Peter Sarsgaard plays infected scientist Hector in Martin Campbell's Green Lantern (2011)
Green Lantern is such a scatty, disjointed and messy film that reviewing it is an almost impossible process; how do you make sense of the senseless, or derive logic from the illogical? In every stage - from scripting to special effects - the film is a failure, and it has only one positive. So let's get that out of the way first. Peter Sarsgaard, playing infected scientist Hector Hammond, is absolutely terrific, and magnetically watchable. He's one of my favorite actors, and a performer of such depth and range that he can turn trash into art for the seconds he's onscreen, and he does exactly that with an underdeveloped but interesting role in Campbell's film. It's a slimy, power-hungry performance which made me deeply uncomfortable, but the actor is clearly relishing the role, and therefore watching him also becomes fun. Every flicker of the eyes, extension of the neck, slurring of the speech... and those screams. They'll stick in your mind for a long time. It's a glorious performance, and despite how awful the film is - and by god is it awful - Sarsgaard fans owe it to themselves to endure the pain. Because for his mere appearance there are equal moments of pleasure, and I can't sing his praises highly enough. His performance elicits sympathy and sadness, which is an extraordinary feat given the script he's working from. Now we have that out of the way it's time to assess the actual film...
And let's start with that script. It manages to pack in every superhero cliché (denial of power, fear of responsibility, training montage, doubt from peers and the chance to prove his strength, and therefore win the girl) but with such crushingly lazy dialogue that the experience of watching often becomes deeply uncomfortable; actually, it's often embarrassing. This script should have got the red light on its first pass, but it feels like the studio just wanted to rush into production with whatever haphazard material they had so far. The jokes fall cringe-inducingly flat and Hal (Ryan Reynolds) is such a 2D machismo vehicle (complete with daddy issues and repressed love for his co-pilot) that it's impossible to care about him at any moment. Speaking of that co-pilot, the lovely Blake Lively turns in one of the most obvious paycheck-grabbing performances in a long time here. She looks not so much bored as entirely vacant for most of the running time, delivering her lines with zero conviction. She struggles to stand out from the furniture. The design of the film is also glossy and incomplete, and the alien council look more like characters from scrapped Ben 10 concept art, and the giant energy-sucking cloud monster actually elicited laughter in my screening, and its bobbing little alien head certainly secured a smirk from me too. Green Lantern's universe is so rich and diverse, but it doesn't lend itself well to cheap CGI effects; it belongs in a comic book, and to give the filmmakers credit, an adaptation is something of an impossible task. But they could have at least tried, y'know? Despite the money chucked at this project it still looks cheap and badly rendered, as well as overly-bright. Not that I'd really know, because the pointless 3D darkens the image, and it looks bloody awful. There are a few action scenes where the 3D is noticeable, but it'll be the least of your problems because their choreography is so incoherent.

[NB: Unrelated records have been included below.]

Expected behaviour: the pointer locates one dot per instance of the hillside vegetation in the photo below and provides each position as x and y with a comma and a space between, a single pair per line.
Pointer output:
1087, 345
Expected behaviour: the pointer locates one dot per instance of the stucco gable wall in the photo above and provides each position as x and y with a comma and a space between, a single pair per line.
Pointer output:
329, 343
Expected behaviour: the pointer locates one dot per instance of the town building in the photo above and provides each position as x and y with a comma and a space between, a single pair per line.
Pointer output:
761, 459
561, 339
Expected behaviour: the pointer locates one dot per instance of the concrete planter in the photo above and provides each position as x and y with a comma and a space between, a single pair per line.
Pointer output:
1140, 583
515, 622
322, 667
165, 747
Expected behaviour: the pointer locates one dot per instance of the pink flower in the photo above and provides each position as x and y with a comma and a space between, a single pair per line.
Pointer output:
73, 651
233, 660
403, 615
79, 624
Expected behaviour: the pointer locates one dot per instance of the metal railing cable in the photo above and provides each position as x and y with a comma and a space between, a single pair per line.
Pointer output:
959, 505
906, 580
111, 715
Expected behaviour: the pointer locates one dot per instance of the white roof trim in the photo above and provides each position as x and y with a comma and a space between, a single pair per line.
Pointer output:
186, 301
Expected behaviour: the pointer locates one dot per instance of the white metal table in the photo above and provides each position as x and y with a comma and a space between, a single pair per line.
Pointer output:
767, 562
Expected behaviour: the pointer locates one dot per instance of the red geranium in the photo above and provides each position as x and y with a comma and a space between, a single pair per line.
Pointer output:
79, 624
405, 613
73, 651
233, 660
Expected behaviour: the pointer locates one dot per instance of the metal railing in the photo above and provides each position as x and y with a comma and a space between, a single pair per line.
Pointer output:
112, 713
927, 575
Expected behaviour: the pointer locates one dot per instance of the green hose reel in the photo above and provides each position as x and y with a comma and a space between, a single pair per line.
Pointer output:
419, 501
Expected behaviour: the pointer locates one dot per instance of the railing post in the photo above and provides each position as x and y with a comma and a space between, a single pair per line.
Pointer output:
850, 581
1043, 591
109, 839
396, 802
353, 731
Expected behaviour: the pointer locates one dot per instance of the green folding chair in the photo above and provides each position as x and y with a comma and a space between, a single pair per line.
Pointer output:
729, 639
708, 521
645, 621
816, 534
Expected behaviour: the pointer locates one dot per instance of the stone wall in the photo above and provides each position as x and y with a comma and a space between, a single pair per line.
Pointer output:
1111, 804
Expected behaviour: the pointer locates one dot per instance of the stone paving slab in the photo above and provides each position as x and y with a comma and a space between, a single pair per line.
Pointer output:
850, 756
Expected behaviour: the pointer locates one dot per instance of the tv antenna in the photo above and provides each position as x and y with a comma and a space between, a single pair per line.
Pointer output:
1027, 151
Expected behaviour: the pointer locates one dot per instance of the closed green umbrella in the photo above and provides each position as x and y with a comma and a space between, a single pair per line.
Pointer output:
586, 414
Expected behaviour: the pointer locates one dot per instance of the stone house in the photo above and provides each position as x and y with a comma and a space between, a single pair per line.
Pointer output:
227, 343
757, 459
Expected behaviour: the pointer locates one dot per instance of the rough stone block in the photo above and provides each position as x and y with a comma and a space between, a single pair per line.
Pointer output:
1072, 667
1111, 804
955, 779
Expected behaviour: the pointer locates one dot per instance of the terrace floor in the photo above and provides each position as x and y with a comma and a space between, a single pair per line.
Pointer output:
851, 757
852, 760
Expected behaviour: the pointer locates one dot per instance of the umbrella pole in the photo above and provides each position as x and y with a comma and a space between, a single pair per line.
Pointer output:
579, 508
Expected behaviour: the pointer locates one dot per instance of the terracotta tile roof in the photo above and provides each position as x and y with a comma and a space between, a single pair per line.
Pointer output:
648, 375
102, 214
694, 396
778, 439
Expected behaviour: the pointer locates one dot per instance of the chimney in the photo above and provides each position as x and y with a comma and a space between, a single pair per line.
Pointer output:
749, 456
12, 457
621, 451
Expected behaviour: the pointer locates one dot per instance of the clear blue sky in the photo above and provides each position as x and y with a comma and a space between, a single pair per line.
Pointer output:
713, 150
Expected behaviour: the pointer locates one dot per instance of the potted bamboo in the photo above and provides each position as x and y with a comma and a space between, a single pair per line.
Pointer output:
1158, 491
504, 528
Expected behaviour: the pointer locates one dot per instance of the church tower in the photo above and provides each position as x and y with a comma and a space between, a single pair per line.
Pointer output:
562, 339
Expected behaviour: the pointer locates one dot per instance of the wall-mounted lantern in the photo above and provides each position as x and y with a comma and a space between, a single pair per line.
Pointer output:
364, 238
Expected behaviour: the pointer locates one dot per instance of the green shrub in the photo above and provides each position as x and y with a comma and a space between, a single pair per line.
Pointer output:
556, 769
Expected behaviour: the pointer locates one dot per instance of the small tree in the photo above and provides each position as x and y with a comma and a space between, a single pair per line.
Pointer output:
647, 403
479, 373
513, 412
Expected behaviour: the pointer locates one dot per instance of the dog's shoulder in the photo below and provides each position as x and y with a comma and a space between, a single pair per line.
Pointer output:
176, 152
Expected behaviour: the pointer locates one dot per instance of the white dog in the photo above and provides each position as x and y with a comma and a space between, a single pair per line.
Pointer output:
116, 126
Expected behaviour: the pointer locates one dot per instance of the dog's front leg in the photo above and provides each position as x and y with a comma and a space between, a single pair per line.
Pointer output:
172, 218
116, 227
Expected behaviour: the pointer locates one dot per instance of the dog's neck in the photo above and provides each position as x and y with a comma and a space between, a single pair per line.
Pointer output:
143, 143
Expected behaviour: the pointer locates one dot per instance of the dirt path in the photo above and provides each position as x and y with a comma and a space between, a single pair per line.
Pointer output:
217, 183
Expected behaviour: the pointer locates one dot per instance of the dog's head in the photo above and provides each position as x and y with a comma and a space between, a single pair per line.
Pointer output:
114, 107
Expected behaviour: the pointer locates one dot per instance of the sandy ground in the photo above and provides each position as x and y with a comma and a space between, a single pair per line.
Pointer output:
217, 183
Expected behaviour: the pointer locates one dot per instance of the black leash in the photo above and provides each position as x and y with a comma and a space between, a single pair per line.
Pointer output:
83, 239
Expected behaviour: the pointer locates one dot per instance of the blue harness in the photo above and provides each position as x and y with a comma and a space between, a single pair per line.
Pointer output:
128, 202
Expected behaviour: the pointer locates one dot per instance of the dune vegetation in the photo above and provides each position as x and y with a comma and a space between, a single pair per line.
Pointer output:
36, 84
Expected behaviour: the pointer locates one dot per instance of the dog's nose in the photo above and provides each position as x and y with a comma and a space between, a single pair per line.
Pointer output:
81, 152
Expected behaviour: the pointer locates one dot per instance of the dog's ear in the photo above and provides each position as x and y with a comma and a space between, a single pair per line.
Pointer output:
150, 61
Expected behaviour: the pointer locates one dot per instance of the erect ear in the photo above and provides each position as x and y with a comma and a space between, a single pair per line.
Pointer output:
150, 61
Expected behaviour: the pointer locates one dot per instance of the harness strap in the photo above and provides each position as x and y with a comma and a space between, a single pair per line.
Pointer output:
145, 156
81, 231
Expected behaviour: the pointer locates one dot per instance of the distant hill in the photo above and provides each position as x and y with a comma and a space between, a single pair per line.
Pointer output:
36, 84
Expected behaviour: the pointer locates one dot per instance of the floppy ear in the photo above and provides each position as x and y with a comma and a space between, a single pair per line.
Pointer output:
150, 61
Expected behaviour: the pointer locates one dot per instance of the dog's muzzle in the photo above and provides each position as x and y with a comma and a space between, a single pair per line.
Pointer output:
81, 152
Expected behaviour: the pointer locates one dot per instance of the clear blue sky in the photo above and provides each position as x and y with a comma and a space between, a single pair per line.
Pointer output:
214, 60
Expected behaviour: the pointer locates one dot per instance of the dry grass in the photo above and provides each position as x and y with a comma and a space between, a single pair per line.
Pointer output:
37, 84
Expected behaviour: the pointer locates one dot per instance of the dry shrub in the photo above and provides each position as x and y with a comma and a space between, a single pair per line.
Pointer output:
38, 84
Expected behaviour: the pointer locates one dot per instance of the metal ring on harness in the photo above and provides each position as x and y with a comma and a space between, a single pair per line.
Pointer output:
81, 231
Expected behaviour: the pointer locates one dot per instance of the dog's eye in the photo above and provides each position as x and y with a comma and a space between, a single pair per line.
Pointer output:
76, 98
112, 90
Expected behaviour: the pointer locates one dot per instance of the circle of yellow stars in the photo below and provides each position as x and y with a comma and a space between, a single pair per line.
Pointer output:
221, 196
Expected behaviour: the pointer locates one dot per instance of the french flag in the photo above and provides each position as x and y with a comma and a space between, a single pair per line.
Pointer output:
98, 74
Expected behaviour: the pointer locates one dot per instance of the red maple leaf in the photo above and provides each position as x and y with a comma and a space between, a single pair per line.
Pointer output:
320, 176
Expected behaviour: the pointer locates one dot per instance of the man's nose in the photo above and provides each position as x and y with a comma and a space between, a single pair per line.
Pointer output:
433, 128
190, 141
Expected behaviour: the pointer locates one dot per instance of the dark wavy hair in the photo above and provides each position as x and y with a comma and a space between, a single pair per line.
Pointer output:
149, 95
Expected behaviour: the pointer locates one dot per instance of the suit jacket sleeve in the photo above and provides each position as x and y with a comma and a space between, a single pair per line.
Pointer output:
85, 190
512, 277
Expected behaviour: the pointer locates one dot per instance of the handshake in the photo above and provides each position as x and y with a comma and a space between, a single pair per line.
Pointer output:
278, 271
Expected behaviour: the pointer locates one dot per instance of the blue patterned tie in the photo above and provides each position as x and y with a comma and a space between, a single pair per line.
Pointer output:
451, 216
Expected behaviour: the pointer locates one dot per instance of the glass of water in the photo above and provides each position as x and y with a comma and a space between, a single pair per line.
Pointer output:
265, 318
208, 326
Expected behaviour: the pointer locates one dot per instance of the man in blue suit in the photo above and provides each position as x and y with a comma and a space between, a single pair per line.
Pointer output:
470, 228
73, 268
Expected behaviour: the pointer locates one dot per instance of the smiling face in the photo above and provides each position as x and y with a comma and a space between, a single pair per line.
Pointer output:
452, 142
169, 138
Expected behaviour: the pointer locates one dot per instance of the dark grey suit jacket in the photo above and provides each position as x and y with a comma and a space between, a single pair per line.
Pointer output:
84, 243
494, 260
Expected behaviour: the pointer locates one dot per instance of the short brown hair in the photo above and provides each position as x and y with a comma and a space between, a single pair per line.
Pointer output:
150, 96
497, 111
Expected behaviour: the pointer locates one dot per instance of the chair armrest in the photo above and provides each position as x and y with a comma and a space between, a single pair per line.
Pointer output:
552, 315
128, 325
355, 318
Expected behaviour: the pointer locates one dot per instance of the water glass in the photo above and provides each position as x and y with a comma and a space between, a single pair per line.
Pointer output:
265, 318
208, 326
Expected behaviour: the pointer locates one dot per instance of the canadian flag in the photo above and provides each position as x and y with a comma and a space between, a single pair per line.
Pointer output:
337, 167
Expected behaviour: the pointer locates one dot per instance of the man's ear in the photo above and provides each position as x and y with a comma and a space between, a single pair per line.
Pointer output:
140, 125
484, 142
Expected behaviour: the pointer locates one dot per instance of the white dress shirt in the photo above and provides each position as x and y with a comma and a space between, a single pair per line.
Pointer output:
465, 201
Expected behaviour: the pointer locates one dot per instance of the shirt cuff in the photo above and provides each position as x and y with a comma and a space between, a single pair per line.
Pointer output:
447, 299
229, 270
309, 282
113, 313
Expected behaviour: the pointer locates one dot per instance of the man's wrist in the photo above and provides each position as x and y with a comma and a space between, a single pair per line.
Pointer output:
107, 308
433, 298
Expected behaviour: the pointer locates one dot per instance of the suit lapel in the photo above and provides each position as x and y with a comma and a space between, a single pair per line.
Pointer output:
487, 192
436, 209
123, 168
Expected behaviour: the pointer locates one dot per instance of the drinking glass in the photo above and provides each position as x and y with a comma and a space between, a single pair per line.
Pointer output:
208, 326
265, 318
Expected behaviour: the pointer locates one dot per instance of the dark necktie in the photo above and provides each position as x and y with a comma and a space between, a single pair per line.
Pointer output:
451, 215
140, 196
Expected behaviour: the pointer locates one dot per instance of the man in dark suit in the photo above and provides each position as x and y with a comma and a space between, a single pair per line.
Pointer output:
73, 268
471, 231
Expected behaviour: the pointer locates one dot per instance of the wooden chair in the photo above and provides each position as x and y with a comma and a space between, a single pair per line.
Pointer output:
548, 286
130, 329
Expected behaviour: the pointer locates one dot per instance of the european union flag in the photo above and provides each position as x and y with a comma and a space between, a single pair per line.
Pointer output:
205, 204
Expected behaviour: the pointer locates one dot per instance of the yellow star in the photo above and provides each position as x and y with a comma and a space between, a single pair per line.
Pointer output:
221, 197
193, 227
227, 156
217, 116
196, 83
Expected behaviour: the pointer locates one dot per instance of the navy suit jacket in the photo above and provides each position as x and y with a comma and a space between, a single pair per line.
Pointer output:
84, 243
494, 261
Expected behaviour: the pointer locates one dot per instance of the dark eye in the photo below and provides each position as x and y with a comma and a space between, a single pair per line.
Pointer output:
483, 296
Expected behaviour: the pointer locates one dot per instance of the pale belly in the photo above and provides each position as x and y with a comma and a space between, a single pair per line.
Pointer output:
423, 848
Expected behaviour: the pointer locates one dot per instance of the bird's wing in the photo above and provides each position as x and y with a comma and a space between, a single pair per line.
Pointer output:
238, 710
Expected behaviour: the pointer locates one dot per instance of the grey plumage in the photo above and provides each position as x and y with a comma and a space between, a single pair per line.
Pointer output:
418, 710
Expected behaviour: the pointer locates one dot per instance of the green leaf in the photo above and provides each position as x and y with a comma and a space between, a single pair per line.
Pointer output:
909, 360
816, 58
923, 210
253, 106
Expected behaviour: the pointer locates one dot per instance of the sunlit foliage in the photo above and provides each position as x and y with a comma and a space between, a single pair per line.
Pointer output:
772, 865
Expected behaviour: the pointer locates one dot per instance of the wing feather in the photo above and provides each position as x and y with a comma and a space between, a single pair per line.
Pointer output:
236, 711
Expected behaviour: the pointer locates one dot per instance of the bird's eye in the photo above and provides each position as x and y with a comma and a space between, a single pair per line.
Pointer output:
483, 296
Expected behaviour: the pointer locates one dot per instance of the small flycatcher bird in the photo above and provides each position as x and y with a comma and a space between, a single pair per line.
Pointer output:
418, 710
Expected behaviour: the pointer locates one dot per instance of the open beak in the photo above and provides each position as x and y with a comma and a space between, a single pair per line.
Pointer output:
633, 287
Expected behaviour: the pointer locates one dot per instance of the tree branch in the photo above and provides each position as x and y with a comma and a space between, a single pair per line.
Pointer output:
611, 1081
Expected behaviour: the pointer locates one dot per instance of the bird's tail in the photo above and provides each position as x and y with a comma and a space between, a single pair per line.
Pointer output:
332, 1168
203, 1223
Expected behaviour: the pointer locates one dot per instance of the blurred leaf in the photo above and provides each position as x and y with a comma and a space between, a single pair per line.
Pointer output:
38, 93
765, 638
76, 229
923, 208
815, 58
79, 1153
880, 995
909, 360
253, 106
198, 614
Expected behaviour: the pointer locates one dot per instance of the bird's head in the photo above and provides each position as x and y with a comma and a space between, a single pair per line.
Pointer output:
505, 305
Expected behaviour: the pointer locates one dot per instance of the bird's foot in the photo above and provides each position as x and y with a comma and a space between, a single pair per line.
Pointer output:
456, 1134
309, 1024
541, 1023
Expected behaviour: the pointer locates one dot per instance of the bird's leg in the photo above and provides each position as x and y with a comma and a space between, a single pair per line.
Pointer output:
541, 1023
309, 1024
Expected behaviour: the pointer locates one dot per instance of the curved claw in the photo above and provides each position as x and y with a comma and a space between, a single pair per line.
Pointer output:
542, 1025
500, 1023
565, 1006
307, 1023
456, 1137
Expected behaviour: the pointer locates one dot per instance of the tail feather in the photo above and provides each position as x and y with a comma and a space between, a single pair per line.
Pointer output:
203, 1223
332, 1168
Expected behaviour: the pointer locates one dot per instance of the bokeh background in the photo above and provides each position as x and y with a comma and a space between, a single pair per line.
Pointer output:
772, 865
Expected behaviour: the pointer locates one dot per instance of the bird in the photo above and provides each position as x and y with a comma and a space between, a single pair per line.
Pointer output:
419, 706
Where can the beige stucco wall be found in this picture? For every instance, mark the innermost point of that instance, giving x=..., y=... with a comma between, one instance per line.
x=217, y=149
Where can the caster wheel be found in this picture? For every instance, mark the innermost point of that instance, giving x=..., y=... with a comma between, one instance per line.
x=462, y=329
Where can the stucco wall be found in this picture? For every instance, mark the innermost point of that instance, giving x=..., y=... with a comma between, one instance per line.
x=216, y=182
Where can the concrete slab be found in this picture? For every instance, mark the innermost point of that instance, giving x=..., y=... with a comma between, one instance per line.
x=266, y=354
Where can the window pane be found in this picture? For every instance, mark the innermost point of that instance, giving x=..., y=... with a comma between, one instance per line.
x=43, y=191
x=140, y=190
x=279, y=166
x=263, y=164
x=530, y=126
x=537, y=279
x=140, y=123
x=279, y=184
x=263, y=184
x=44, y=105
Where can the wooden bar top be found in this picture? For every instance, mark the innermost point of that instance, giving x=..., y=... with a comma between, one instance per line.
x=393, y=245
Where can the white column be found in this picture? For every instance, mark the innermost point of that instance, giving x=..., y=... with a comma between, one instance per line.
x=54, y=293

So, we have an ugly, inane and badly conceived film which only made me laugh in the moments it was trying to be serious. It feels well over two hours long but actually clocks in at a neat 100 minutes, so that speaks for one thing: piss poor production. The length of a film doesn't really matter so long as it's interesting or exciting, but Green Lantern is so cobbled together, so overfamiliar and childish that it fails to engage on any level. If you're not engaged, it's bound to feel protracted. After a while my eyes began to hurt and a headache reared its head; probably from the deafening sound design, which amplifies everything to the Nth degree. I just can't believe how dazzlingly bad this film is, on every level, except for Sarsgaard's performance of course. It's not quite the worst film of the summer, because Sucker Punch (Snyder, 2011) is pretty reprehensible, but it's certainly not far behind. Everyone involved should be pretty ashamed of themselves for putting this slick, narratively stodgy and just plain dumb film in cinemas. It looks like the unfiltered fantasy of an 8-year-old hyped up on too many sweets, and has the same narrative coherency as an afternoon with his Action Man playset would have; and yes, is just as infuriating as that sounds. Avoid. At all costs. Oh, and just for the hell of it...
In brightest day, In blackest night,
Zero effort makes Green Lantern shite.